In vitro single-step growth curves of MHV-76 (□), MHV76-GFP (▵), and MHV76-K1 (○) on BHK-21 cells at a multiplicity of infection of 5. Data are shown as mean log₁₀ virus titers ± standard errors and are representative of two separate experiments, with each performed in duplicate.

FIG. 4.

(A) Viral replication in lungs of BALB/c mice infected intranasally with 4 × 10⁵ PFU of MHV-76 (black bars), MHV76-GFP (gray bars), or MHV76-K1 (white bars). The mean log₁₀ virus titer ± standard error for four mice per group is shown for each time point. MHV76-GFP had a significantly lower titer than MHV-76 or MHV76-K1 on day 5 p.i. (P < 0.01). (B) Numbers of spleen cells during intranasal infection of BALB/c mice with 4 × 10⁵ PFU of MHV-76 (□), MHV76-GFP (▵), or MHV76-K1 (○). The mean total number of splenocytes ± standard error for four mice per group is shown for each time point. MHV76-K1-infected mice had a significantly higher splenocyte number than MHV76-GFP- or MHV-76-infected mice on day 14 p.i. (P < 0.05). (C) Latent virus in spleens of BALB/c mice infected intranasally with 4 × 10⁵ PFU of MHV-76 (black bars), MHV76-GFP (gray bars), or MHV76-K1 (white bars), as determined by an infective-center assay. The mean number of infective centers per spleen ± standard error for four mice per group is shown for each time point.

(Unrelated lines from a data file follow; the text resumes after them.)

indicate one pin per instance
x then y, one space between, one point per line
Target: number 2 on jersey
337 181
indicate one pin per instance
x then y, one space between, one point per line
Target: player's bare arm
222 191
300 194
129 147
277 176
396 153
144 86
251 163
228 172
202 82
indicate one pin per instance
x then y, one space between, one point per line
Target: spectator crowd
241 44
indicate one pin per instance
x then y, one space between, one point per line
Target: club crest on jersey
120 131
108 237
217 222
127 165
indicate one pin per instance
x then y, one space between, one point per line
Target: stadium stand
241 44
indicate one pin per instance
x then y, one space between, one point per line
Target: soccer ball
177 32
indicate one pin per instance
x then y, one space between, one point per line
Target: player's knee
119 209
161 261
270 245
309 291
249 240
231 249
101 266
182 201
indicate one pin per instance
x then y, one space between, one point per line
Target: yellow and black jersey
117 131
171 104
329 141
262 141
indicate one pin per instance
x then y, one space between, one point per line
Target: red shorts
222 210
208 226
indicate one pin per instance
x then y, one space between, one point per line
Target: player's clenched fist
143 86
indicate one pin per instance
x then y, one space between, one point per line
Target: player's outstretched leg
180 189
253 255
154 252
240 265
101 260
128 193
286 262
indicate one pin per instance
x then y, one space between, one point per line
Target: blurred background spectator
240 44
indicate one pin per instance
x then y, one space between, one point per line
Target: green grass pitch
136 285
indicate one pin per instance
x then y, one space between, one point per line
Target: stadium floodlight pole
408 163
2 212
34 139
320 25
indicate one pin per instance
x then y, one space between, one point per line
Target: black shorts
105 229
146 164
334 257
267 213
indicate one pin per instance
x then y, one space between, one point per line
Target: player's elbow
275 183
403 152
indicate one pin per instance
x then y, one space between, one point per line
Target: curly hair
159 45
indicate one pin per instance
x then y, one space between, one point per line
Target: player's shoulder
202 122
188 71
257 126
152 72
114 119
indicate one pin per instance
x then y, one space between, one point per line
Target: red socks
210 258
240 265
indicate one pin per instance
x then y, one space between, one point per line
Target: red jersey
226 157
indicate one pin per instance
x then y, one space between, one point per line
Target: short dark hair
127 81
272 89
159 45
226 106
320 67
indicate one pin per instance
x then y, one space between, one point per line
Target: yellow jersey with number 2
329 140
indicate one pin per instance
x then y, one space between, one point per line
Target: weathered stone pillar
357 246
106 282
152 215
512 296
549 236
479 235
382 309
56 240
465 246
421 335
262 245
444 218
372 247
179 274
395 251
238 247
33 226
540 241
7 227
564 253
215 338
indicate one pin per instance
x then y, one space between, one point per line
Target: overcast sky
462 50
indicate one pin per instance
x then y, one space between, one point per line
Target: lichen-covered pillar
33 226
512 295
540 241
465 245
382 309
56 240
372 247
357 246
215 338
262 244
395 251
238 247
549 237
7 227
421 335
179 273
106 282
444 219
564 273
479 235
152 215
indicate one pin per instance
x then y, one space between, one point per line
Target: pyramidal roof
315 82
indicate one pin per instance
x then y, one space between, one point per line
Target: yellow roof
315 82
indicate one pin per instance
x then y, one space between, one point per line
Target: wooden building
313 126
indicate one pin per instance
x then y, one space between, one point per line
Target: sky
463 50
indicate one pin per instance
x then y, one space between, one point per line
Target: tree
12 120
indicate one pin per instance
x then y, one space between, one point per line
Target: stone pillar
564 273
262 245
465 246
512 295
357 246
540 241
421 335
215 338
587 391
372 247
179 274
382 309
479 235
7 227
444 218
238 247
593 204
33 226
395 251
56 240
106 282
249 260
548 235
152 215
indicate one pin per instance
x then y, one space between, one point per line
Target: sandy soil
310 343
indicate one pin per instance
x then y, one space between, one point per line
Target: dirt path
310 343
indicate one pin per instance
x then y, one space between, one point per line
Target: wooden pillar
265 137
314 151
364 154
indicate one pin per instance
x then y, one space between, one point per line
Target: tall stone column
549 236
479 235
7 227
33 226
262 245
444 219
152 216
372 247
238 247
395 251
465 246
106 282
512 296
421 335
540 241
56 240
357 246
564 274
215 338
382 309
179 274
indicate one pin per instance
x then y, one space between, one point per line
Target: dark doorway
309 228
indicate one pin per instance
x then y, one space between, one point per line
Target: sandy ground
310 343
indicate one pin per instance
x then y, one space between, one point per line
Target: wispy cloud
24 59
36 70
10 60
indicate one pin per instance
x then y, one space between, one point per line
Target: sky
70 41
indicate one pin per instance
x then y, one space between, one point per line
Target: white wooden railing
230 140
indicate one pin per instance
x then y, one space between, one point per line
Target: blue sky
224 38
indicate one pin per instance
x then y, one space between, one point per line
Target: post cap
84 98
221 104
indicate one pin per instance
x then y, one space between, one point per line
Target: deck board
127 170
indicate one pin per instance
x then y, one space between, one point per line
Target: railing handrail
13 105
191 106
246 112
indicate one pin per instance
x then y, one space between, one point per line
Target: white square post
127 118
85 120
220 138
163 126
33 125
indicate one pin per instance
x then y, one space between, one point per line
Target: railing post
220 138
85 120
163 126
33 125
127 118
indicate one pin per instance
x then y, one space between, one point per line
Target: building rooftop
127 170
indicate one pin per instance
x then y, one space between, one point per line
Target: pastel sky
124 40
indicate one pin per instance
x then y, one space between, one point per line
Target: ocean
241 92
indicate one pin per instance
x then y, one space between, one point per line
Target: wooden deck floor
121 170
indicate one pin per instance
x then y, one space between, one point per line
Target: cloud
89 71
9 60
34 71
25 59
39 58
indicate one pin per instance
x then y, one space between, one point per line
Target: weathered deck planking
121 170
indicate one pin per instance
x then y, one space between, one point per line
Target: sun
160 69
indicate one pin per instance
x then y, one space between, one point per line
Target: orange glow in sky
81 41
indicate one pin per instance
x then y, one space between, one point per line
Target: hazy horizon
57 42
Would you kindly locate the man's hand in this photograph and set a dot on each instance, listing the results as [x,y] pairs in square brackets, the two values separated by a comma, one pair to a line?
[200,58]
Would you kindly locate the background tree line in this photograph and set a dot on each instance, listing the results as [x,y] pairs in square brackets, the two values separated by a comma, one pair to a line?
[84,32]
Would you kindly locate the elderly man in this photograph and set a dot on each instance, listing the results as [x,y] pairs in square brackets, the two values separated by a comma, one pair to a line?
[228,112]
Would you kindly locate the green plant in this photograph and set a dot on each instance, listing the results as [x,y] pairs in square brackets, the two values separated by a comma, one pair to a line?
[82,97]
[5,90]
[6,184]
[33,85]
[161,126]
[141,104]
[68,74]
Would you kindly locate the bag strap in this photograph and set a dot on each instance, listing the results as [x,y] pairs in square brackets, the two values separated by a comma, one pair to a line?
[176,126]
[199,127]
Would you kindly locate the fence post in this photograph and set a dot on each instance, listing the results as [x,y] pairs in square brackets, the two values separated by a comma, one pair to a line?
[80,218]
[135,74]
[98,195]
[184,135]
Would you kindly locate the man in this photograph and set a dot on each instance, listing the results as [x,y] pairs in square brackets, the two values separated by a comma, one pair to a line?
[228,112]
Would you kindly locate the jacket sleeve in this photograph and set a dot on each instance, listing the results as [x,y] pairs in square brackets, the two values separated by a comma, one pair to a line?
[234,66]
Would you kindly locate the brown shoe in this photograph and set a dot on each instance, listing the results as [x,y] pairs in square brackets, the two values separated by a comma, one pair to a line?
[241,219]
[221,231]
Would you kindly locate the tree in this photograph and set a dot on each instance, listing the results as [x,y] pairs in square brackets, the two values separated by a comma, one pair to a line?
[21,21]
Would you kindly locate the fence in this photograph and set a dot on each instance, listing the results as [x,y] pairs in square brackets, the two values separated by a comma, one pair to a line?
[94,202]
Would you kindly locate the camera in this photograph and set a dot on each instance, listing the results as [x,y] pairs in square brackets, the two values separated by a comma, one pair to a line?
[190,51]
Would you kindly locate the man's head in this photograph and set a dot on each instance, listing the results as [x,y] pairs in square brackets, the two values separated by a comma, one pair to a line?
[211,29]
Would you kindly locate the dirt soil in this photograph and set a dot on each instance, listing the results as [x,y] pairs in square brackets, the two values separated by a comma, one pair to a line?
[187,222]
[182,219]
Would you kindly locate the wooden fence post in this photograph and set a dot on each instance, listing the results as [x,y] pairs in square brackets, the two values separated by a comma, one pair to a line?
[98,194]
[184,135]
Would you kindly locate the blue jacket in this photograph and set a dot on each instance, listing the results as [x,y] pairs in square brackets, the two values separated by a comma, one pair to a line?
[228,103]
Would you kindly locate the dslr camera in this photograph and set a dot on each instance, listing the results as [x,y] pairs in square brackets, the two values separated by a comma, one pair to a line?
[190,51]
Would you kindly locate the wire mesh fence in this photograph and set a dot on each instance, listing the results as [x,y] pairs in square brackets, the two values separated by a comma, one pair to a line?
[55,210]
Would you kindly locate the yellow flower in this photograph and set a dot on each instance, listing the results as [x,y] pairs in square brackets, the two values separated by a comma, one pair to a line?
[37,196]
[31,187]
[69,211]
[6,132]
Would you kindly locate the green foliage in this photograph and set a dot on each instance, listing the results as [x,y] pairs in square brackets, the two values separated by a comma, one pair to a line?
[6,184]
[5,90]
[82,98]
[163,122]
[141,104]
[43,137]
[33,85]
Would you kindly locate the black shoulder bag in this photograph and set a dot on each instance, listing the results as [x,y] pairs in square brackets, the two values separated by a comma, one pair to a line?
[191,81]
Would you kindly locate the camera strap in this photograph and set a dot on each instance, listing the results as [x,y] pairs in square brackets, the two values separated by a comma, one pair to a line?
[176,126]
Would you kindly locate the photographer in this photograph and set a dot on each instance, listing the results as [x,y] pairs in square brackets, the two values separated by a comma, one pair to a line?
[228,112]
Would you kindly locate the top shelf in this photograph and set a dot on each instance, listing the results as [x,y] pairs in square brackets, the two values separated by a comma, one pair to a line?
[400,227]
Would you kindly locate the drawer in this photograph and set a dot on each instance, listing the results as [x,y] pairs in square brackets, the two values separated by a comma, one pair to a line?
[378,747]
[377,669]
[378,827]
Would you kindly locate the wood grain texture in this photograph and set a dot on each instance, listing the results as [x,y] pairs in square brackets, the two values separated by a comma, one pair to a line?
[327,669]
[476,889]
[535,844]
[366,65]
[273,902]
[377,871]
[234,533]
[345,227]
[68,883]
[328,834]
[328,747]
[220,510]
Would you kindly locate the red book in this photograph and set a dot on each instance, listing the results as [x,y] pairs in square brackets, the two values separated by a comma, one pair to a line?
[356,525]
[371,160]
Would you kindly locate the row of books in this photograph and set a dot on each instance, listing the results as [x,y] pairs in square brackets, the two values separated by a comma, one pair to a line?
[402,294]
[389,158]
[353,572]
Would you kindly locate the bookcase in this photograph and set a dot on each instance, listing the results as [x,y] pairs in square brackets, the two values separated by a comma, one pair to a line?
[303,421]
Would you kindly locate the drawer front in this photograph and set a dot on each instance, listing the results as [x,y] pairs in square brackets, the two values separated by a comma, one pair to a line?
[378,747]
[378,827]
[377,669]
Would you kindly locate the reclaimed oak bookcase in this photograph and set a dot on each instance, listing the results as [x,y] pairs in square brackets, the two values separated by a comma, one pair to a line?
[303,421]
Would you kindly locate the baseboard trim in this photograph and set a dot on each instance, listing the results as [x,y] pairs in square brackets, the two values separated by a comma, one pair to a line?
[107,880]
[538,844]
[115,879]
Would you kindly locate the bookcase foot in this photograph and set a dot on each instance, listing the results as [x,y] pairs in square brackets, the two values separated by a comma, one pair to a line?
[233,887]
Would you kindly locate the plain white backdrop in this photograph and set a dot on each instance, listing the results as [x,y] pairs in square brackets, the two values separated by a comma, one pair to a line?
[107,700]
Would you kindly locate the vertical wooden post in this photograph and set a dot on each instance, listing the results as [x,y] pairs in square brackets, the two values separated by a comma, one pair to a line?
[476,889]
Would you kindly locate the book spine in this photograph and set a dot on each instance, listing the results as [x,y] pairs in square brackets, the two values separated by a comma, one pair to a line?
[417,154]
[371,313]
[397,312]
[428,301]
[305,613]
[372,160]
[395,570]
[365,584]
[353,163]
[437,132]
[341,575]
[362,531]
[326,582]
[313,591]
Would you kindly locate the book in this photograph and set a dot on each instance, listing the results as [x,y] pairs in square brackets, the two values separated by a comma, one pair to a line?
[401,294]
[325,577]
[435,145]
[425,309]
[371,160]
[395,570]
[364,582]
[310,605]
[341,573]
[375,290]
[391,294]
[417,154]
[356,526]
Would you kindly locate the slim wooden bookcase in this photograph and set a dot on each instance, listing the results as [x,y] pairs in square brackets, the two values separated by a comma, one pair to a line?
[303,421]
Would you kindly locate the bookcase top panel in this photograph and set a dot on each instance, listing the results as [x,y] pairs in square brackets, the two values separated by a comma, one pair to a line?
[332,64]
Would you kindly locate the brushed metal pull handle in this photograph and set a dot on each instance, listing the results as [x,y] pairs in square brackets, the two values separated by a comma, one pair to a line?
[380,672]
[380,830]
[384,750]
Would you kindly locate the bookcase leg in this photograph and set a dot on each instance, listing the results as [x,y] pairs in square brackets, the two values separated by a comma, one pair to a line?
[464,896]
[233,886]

MHV76-K1 had a significantly higher latent viral load than MHV76-GFP on day 10 p.i. (P < 0.001).

FIG. 5.

(A) Hematoxylin and eosin staining of lung sections of mice infected with MHV-76, MHV76-GFP, or MHV76-K1 at days 5 and 10 p.i., showing perivascular inflammatory cell infiltrates (arrows). (B) Cytokeratin staining of lung sections of mice infected with MHV-76 or MHV76-K1 at day 10 p.i., showing strong staining of type 2 pneumocytes in chronic proliferative inflammatory foci (arrow). (C) Mice infected with MHV76-K1 express GFP in the lungs at day 5 p.i. MHV-76 antigens were stained with polyclonal antisera and an anti-rabbit tetramethyl rhodamine isocyanate conjugate (red).

FIG. 6.

(A) Hematoxylin and eosin staining of the salivary gland adenocarcinoma present in an MHV76-K1-infected mouse at day 120 p.i. (B) Expression of MHV-76 antigens in the salivary gland adenocarcinoma detected with rabbit polyclonal antisera. The left panel shows the immunofluorescent image, and the right panel shows a phase-contrast image merged with the immunofluorescent image.

FIG. 7.

Western blot of immunoprecipitated proteins showing the expression of Myc-tagged K1 in the lungs of MHV76-K1-infected mice at day 5 p.i. (lane 3) and in a salivary gland adenocarcinoma at day 120 p.i. (lane 4). K1 expression was not detected in either the lungs (lane 1) or salivary glands (lane 2) of MHV76-GFP-infected mice. The position of the K1 protein at ∼50 kDa is indicated with an arrow.